LITURGY MATTERS: Lent – Let us hunger together for God!

By Michael McKenna, Archdiocesan Master of Ceremonies

Presenting in the liturgical calendar earlier this year, Lent has snuck up on us. Between Ash Wednesday and sundown on Holy Thursday, Catholics will enter a discipline of intensified prayer, fasting, and almsgiving in preparation for the celebration of Easter.

The Catechism lists fasting as one of the three pillars of penance in the Christian life.  Fasting, prayer and almsgiving express our conversion, respectively towards oneself, God, and neighbour (Catechism, 1434). 

To better understand the significance of the penitential character of fasting in our modern Christian lives, it is quite illuminating to consider the act in the context of Salvation history.

In which case, could the irony be any more delicious that humanity’s ‘fall’ from God’s good grace into sin began with eating, while one of the most powerful spiritual weapons at our disposal is fasting?

When you think about it, God had essentially proclaimed a fast when he instructed Adam and Eve to abstain from the fruit of the tree of knowledge of good and evil (Gen. 2:17).

The pair did not eat of that tree because they were hungry, since all of creation was gifted by God to sustain them save for the fruit of that one tree.

Adam ate of the tree having been convinced by Satan that man could as it were live by bread alone. He abandoned faith in a dependence on God to sustain him, in favour of a faith based in the ‘godly’ properties of food.

In Matthew’s Gospel we read, “When He had fasted 40 days and 40 nights, He became hungry” (Mt 4:2). To be hungry is to realise that our human existence is dependent upon something else.
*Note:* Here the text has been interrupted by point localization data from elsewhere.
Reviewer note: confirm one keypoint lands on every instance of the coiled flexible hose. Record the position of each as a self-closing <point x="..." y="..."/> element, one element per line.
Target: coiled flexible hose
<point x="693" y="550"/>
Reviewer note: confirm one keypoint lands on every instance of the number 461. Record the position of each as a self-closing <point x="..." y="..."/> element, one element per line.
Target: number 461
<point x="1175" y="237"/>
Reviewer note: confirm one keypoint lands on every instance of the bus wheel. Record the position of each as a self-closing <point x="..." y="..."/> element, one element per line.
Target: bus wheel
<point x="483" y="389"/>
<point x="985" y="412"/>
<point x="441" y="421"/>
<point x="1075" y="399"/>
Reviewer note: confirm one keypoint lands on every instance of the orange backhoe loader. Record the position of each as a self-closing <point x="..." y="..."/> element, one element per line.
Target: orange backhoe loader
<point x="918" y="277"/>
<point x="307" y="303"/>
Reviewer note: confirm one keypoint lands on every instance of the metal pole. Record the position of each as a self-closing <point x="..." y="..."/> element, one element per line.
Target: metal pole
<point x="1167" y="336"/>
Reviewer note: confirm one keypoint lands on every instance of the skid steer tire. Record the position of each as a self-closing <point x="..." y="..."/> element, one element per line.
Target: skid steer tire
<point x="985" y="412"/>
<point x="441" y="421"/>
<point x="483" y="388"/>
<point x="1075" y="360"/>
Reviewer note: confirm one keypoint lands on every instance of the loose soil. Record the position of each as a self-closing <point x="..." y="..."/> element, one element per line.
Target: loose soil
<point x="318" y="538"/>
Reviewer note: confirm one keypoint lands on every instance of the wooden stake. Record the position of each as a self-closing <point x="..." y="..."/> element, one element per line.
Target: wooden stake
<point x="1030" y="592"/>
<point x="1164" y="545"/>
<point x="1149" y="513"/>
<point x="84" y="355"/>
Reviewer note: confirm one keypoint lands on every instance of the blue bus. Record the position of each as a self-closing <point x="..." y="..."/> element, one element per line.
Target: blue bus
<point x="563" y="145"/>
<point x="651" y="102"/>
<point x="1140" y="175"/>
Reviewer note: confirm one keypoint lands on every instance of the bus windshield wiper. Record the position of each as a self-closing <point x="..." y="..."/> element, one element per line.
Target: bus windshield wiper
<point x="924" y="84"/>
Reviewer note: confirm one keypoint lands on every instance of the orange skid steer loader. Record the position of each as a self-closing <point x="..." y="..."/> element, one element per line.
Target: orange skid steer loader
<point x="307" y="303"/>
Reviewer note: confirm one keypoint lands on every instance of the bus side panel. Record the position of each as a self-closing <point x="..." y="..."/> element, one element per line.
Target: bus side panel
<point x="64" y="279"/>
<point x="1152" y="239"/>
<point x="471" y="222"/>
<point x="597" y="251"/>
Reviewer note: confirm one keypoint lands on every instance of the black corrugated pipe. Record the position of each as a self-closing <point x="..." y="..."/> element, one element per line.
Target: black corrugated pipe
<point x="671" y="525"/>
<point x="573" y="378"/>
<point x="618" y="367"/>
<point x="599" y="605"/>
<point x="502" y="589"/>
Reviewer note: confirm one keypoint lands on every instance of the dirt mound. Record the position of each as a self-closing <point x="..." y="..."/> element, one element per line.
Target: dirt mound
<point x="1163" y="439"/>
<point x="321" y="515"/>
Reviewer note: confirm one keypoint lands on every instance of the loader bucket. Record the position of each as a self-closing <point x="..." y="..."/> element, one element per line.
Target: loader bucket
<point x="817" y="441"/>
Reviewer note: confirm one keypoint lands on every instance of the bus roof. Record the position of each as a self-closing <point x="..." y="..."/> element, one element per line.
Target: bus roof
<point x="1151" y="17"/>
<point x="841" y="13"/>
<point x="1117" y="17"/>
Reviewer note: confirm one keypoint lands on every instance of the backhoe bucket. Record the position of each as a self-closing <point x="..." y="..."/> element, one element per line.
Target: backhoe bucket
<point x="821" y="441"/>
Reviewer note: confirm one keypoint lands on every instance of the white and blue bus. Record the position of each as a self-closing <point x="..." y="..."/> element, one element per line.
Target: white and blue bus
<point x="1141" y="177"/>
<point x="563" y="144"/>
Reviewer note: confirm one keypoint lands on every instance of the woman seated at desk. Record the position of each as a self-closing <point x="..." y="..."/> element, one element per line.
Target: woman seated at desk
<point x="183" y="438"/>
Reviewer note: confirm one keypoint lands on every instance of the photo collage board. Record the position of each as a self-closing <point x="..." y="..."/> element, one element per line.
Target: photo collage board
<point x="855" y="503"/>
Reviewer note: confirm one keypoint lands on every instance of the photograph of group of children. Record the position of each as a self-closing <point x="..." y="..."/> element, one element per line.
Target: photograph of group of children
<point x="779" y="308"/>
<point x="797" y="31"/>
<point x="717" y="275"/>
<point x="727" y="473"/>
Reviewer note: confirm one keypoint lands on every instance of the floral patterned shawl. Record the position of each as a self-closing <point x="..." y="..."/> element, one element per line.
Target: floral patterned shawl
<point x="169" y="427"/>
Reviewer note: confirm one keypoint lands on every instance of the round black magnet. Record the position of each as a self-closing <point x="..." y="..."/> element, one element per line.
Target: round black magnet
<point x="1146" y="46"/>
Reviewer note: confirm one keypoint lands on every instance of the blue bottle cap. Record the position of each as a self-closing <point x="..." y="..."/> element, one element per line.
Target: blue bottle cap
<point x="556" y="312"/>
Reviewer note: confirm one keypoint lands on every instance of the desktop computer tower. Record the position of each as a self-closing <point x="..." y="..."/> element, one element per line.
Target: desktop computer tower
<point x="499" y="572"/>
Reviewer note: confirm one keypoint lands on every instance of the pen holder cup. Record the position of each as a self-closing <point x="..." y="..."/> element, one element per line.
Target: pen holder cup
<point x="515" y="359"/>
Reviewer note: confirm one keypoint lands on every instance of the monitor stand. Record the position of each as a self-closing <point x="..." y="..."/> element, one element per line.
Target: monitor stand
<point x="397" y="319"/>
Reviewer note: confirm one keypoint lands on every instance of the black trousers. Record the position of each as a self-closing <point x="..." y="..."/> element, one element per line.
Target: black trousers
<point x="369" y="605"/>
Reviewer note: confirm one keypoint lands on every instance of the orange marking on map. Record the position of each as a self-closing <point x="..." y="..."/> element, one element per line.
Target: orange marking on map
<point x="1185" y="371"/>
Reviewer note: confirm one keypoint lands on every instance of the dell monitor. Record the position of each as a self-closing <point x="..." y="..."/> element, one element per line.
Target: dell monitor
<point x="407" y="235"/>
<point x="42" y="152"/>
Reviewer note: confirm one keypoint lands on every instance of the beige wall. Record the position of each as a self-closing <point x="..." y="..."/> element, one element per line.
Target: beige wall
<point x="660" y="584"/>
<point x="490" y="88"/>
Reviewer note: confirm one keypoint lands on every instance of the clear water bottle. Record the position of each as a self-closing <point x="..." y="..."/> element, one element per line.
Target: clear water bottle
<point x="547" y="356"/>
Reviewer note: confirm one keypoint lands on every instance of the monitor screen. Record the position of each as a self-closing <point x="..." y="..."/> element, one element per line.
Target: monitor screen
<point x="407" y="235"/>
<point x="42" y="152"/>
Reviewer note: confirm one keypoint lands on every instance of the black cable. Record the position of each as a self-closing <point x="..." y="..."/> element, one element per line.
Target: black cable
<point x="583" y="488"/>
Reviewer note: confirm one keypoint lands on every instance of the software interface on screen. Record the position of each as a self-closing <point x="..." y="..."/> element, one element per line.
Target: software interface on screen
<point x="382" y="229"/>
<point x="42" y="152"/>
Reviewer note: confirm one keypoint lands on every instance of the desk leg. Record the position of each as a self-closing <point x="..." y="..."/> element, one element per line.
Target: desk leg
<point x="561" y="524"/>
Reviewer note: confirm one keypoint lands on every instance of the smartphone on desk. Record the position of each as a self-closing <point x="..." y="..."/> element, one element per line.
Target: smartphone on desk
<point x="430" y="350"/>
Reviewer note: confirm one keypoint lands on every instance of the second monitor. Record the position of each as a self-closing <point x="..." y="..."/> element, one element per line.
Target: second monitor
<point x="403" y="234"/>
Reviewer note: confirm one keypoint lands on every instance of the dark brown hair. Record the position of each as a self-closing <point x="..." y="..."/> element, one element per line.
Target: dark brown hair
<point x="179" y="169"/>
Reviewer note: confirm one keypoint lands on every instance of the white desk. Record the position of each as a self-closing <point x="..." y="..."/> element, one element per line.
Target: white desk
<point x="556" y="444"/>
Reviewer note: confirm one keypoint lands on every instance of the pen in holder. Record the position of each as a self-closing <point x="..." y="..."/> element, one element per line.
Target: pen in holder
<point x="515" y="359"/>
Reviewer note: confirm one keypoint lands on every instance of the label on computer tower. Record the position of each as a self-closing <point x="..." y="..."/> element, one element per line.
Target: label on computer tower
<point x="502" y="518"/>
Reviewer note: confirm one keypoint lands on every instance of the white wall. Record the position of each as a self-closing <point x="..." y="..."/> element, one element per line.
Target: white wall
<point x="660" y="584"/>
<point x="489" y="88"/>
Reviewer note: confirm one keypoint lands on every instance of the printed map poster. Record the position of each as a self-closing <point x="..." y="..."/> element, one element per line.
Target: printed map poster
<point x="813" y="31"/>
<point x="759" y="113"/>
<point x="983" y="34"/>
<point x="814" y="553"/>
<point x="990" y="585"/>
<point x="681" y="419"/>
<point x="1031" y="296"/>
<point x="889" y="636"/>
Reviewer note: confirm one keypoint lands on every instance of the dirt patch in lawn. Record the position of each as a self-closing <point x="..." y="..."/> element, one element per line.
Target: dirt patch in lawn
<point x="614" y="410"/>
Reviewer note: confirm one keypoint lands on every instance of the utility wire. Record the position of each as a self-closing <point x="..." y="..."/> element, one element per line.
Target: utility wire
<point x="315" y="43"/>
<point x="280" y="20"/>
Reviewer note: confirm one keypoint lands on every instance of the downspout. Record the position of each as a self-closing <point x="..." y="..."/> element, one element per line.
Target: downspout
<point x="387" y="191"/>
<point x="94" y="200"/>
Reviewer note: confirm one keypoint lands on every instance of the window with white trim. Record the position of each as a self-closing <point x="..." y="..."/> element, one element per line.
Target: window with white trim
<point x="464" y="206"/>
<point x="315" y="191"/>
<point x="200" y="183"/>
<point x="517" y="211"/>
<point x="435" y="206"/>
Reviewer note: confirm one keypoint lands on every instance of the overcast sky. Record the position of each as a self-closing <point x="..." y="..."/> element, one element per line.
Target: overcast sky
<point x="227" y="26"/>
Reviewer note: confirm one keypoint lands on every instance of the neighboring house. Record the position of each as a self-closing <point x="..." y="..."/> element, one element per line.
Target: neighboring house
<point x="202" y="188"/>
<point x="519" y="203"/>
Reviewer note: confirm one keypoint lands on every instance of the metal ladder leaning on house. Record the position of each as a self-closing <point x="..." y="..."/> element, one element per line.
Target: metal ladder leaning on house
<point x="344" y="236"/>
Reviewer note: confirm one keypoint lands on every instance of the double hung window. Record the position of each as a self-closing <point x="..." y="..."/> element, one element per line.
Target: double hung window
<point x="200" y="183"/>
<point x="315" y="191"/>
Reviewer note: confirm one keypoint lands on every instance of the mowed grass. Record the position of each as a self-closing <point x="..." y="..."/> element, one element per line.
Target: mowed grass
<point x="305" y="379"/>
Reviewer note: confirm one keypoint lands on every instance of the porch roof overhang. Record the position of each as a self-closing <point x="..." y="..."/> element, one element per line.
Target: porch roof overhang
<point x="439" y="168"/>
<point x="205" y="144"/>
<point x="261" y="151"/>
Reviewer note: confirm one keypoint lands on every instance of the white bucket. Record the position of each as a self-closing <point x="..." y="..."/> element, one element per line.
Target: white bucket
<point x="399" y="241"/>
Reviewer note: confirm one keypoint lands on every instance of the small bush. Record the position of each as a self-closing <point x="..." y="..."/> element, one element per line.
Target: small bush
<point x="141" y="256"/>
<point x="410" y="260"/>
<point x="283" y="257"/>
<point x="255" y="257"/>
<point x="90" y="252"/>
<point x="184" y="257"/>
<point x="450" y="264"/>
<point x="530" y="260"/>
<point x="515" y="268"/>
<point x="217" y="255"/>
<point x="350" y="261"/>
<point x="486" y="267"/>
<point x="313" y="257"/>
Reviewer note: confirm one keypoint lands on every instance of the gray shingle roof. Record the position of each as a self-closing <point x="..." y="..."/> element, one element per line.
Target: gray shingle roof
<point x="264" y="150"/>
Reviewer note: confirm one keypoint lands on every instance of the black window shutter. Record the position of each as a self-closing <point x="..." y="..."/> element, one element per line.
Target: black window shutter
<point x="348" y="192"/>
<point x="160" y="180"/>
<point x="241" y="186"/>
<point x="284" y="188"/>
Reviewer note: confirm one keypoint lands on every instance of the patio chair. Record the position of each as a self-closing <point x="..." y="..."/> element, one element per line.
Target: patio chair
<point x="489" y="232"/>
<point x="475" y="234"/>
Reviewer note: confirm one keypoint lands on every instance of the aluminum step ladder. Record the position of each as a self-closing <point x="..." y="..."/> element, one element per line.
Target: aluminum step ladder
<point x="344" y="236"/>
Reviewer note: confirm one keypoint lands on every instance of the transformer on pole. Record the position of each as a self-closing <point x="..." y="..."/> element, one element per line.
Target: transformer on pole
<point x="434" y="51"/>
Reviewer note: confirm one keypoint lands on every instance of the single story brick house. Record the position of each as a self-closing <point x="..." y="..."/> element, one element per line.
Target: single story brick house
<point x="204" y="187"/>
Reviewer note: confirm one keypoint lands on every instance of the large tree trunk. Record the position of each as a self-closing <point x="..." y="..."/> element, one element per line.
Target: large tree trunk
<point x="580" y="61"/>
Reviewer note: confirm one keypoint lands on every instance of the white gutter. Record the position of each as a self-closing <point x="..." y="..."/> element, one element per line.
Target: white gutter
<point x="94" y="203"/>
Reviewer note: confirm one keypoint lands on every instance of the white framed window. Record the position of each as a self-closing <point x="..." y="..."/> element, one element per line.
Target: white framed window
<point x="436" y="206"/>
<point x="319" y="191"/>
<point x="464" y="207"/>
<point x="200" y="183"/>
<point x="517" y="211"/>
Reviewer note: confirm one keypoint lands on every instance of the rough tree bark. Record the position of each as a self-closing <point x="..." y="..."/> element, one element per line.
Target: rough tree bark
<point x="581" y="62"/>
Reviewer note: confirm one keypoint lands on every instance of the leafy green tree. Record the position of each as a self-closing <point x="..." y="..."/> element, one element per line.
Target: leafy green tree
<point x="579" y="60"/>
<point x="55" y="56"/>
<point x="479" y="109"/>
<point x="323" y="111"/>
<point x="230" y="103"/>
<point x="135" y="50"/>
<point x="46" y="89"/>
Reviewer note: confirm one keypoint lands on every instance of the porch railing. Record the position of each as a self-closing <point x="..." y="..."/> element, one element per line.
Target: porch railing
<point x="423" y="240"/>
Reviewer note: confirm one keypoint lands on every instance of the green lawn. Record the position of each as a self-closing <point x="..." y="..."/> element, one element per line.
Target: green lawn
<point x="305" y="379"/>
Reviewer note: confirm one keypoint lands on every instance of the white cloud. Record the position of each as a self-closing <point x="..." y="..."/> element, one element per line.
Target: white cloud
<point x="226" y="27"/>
Satan tempted both Adam and Christ to eat as gods, but unlike Adam before him, Christ rebukes Satan saying: “Man shall not live by bread alone but by every word that proceeds from the mouth of God.” (Mt 4:4)

The Lenten discipline of prayer and fasting reminds us that liberated from the dependence on food, on material things, and on the world, we may recover our true spiritual nature and, through Baptism and the Holy Spirit, choose a path of conversion which leads to the promise of eternal life with God.

In teaching us to pray, Jesus invites us to ask the Father to “give us this day our daily bread” (Mt 6:11-15). This Lent may we be reminded of that which truly sustains all life. And may we hunger together for God, advancing along the path of conversion!